Do you like pumpkin pie and brownies? I have both for you in this one delicious recipe! Pumpkin combined with a nut or seed butter gives you a lovely moist fudge texture but best of all, you turn a traditionally unhealthy recipe into a nutritionally dense one.
Like all orange pigmented vegetables, pumpkin is rich in beta carotene (vitamin A) and studies have shown pumpkin contains more vitamin A than carrots.
Pumpkin is sweet and this helps with reducing the amount of added sweetness needed for this recipe. I've use unprocessed honey but it can be substituted for 100% organic maple syrup. The mix of spices that you would find in a pumpkin pie recipe and the addition of raw cacao, with dark chocolate pieces, makes this brownie recipe truly unique. (see alternative version for cacao free)
I like to dust with cacao powder to serve for afternoon tea, or as a dessert, I add a dollop of a dairy free cream to individual pieces and decorate with a strawberry.

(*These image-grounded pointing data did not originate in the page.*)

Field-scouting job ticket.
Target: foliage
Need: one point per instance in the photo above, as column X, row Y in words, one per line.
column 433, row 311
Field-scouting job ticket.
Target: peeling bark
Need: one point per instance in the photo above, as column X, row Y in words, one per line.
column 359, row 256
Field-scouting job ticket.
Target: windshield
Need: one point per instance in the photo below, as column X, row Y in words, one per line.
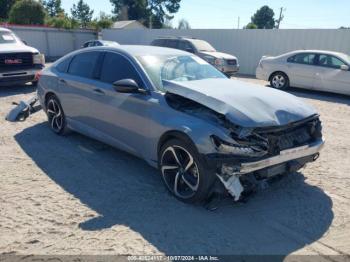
column 201, row 45
column 7, row 38
column 177, row 68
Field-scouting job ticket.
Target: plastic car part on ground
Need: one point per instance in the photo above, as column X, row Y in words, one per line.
column 23, row 110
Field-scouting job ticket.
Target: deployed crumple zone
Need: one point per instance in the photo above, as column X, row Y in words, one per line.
column 23, row 109
column 264, row 151
column 206, row 134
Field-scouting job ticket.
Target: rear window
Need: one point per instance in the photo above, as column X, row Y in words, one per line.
column 303, row 58
column 63, row 66
column 7, row 38
column 84, row 64
column 158, row 42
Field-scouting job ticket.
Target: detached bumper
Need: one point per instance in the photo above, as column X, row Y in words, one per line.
column 284, row 156
column 244, row 166
column 19, row 76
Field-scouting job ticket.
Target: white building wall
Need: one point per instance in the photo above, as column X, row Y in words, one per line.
column 248, row 45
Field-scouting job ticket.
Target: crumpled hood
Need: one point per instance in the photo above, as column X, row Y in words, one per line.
column 244, row 104
column 16, row 47
column 219, row 55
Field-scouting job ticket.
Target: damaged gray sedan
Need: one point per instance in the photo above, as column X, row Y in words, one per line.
column 205, row 132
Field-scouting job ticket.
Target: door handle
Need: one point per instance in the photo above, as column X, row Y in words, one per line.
column 98, row 91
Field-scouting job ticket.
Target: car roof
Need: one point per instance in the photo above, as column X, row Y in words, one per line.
column 139, row 50
column 338, row 54
column 2, row 29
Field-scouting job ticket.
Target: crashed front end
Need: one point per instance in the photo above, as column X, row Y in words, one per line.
column 255, row 154
column 262, row 153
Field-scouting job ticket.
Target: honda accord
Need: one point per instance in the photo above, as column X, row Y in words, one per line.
column 205, row 132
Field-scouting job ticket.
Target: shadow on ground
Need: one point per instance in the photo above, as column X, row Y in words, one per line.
column 16, row 90
column 124, row 190
column 319, row 95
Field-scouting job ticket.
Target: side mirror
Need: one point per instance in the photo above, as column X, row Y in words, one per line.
column 127, row 86
column 344, row 67
column 190, row 50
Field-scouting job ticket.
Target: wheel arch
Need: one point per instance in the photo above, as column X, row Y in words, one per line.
column 171, row 134
column 278, row 71
column 47, row 95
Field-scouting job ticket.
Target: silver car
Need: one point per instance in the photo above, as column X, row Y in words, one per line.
column 206, row 133
column 311, row 69
column 226, row 63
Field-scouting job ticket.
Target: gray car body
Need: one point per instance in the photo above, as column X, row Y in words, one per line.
column 137, row 123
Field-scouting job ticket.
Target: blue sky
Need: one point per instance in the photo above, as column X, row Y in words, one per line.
column 225, row 13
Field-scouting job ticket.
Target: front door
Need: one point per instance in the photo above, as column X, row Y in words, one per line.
column 301, row 70
column 330, row 77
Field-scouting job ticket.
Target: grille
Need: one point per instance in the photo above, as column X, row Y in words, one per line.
column 15, row 61
column 286, row 139
column 232, row 62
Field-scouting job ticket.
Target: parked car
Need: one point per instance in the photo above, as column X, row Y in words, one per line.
column 92, row 43
column 19, row 63
column 226, row 63
column 311, row 69
column 177, row 112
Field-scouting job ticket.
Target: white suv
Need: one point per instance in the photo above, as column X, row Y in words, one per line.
column 19, row 63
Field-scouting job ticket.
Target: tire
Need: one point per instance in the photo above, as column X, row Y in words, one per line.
column 279, row 80
column 190, row 183
column 55, row 115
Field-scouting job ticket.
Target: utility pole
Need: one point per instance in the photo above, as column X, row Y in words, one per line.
column 280, row 18
column 150, row 22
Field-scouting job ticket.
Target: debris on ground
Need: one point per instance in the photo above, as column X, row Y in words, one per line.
column 23, row 110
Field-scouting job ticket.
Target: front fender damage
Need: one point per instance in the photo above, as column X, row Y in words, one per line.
column 260, row 153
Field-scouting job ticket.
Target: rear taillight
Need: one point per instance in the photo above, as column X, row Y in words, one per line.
column 218, row 61
column 39, row 59
column 37, row 76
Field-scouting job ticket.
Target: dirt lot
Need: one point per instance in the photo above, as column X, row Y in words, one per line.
column 74, row 195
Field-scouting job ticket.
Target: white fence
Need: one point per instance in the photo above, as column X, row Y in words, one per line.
column 51, row 41
column 248, row 45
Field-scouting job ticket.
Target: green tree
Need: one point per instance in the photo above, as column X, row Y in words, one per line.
column 250, row 26
column 27, row 12
column 5, row 7
column 82, row 13
column 60, row 21
column 102, row 22
column 149, row 12
column 53, row 7
column 184, row 24
column 264, row 18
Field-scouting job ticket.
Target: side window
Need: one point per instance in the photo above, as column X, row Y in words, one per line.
column 172, row 43
column 116, row 67
column 63, row 66
column 84, row 64
column 186, row 46
column 303, row 58
column 330, row 61
column 158, row 42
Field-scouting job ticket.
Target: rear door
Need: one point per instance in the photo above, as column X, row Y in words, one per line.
column 123, row 118
column 301, row 70
column 330, row 77
column 78, row 86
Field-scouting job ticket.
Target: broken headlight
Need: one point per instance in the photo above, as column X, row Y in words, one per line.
column 247, row 150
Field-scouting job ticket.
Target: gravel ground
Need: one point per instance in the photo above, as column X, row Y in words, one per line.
column 74, row 195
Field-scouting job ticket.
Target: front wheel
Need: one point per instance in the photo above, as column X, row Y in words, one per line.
column 279, row 80
column 183, row 171
column 55, row 115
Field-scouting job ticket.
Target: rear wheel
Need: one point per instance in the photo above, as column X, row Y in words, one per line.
column 279, row 80
column 184, row 172
column 55, row 115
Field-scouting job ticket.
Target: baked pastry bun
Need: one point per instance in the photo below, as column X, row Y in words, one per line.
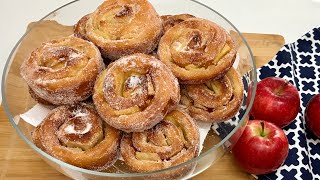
column 79, row 29
column 135, row 92
column 171, row 142
column 169, row 21
column 124, row 27
column 214, row 100
column 63, row 71
column 197, row 50
column 77, row 135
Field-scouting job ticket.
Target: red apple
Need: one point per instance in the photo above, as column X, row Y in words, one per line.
column 276, row 101
column 262, row 147
column 312, row 115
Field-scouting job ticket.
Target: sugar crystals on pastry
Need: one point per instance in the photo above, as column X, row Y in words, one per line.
column 63, row 71
column 124, row 27
column 214, row 100
column 173, row 141
column 135, row 92
column 77, row 135
column 197, row 50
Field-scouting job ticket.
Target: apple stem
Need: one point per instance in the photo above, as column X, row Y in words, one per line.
column 280, row 90
column 262, row 126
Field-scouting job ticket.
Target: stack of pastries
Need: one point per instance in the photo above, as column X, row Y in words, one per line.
column 131, row 83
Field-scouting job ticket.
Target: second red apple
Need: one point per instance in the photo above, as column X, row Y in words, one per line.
column 276, row 101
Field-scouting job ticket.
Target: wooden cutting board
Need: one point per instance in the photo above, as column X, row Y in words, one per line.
column 19, row 161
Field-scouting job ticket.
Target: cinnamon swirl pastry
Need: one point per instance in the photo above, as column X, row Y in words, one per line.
column 135, row 92
column 76, row 135
column 214, row 100
column 124, row 27
column 171, row 142
column 197, row 50
column 169, row 21
column 63, row 71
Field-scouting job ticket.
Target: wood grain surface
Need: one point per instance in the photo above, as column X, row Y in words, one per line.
column 19, row 161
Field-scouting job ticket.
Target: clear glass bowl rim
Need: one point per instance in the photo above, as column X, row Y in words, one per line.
column 96, row 173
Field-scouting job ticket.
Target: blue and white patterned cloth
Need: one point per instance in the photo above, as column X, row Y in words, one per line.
column 299, row 62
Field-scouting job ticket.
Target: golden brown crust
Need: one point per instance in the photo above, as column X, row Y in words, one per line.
column 37, row 98
column 135, row 92
column 124, row 27
column 76, row 135
column 197, row 50
column 171, row 142
column 215, row 100
column 63, row 71
column 80, row 28
column 169, row 21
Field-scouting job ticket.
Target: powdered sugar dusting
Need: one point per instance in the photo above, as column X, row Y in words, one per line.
column 74, row 55
column 79, row 113
column 70, row 129
column 133, row 81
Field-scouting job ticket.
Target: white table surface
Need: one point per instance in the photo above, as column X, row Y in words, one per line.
column 290, row 18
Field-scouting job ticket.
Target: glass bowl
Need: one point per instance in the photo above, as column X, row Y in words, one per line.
column 16, row 99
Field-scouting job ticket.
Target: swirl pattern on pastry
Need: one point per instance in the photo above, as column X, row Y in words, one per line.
column 135, row 92
column 63, row 71
column 197, row 50
column 77, row 135
column 124, row 27
column 171, row 142
column 214, row 100
column 171, row 20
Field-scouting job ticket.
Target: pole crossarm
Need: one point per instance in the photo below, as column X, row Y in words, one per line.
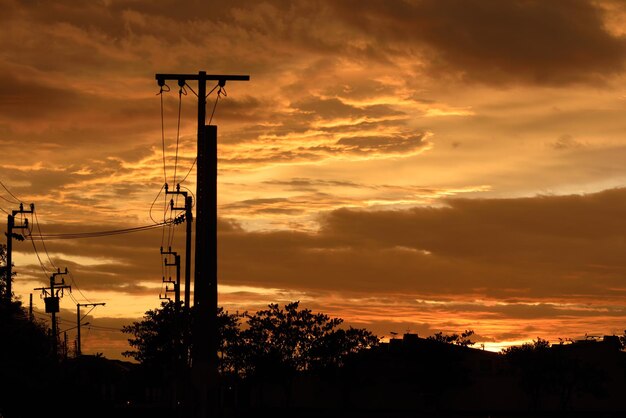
column 205, row 77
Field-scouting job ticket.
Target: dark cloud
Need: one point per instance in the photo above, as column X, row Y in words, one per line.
column 382, row 144
column 546, row 247
column 565, row 142
column 494, row 41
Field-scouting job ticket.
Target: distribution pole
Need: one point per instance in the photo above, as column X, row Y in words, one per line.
column 176, row 263
column 52, row 303
column 10, row 236
column 78, row 319
column 204, row 333
column 189, row 220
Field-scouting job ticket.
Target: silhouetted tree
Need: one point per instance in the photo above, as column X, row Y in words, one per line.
column 274, row 340
column 293, row 339
column 161, row 335
column 462, row 340
column 546, row 370
column 26, row 361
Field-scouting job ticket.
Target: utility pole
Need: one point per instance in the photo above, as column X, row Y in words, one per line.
column 51, row 299
column 78, row 319
column 189, row 220
column 10, row 236
column 204, row 333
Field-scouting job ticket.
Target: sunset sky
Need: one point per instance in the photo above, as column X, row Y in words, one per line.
column 409, row 166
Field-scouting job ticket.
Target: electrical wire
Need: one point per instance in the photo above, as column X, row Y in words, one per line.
column 98, row 234
column 210, row 120
column 43, row 268
column 41, row 237
column 77, row 288
column 7, row 200
column 9, row 192
column 163, row 136
column 180, row 106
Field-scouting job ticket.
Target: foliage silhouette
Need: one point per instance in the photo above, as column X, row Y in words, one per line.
column 462, row 340
column 26, row 360
column 546, row 370
column 3, row 271
column 274, row 341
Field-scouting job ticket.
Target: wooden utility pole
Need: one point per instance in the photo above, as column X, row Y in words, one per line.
column 10, row 236
column 204, row 333
column 189, row 220
column 51, row 299
column 176, row 264
column 78, row 319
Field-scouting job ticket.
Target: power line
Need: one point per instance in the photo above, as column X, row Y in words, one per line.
column 9, row 192
column 42, row 241
column 210, row 120
column 98, row 234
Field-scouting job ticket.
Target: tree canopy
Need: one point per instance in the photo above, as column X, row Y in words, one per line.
column 273, row 340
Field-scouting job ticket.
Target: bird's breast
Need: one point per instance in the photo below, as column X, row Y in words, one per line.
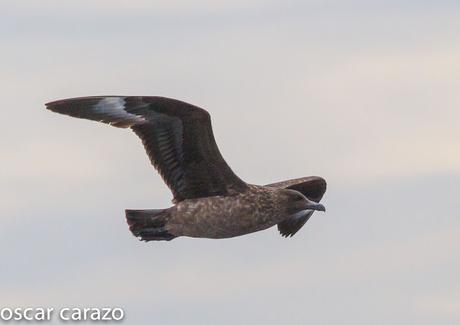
column 223, row 216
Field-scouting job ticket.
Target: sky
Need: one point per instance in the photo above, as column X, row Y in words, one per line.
column 362, row 93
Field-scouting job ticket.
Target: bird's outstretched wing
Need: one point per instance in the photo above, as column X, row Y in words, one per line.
column 313, row 188
column 177, row 136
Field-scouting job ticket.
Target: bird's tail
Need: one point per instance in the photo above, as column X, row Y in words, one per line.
column 149, row 225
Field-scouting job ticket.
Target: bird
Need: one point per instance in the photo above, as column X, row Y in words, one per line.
column 209, row 199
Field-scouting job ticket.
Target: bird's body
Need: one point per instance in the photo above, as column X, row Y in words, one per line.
column 210, row 200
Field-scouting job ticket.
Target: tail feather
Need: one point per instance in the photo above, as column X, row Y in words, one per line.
column 149, row 225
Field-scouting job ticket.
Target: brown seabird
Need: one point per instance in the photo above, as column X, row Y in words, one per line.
column 210, row 201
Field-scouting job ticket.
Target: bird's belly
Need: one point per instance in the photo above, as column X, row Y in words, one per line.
column 220, row 219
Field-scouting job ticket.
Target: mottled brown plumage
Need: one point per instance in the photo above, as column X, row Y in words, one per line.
column 210, row 200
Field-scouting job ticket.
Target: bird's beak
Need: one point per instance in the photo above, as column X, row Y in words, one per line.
column 315, row 206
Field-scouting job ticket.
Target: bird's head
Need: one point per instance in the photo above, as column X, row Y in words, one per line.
column 296, row 202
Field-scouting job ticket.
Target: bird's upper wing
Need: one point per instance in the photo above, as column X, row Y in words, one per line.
column 177, row 136
column 313, row 188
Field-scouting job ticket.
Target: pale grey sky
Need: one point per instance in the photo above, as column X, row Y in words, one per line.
column 363, row 93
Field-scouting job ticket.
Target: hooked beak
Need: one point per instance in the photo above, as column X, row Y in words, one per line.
column 315, row 206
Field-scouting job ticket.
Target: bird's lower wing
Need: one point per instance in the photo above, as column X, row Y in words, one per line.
column 177, row 136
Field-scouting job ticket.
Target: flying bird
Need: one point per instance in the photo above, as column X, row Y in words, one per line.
column 210, row 200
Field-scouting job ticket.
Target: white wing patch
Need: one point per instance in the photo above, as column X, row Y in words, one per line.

Spiced Pumpkin Brownies are already gluten, grain and dairy free but they can also be made nut free by replacing the almond butter with sunflower butter.
To make this recipe cacao and chocolate free, just omit both ingredients and bake a Spiced Pumpkin Slice, just as delicious, I love them both. Follow the same steps in the recipe, just skipping those two ingredients and keeping the same baking time.
I have also baked the Spiced Pumpkin Slice just omitting the raw cacao powder but leaving in the dark chocolate pieces, that was really delicious! One of my American friends is going to make that version for her families Fourth of July celebrations.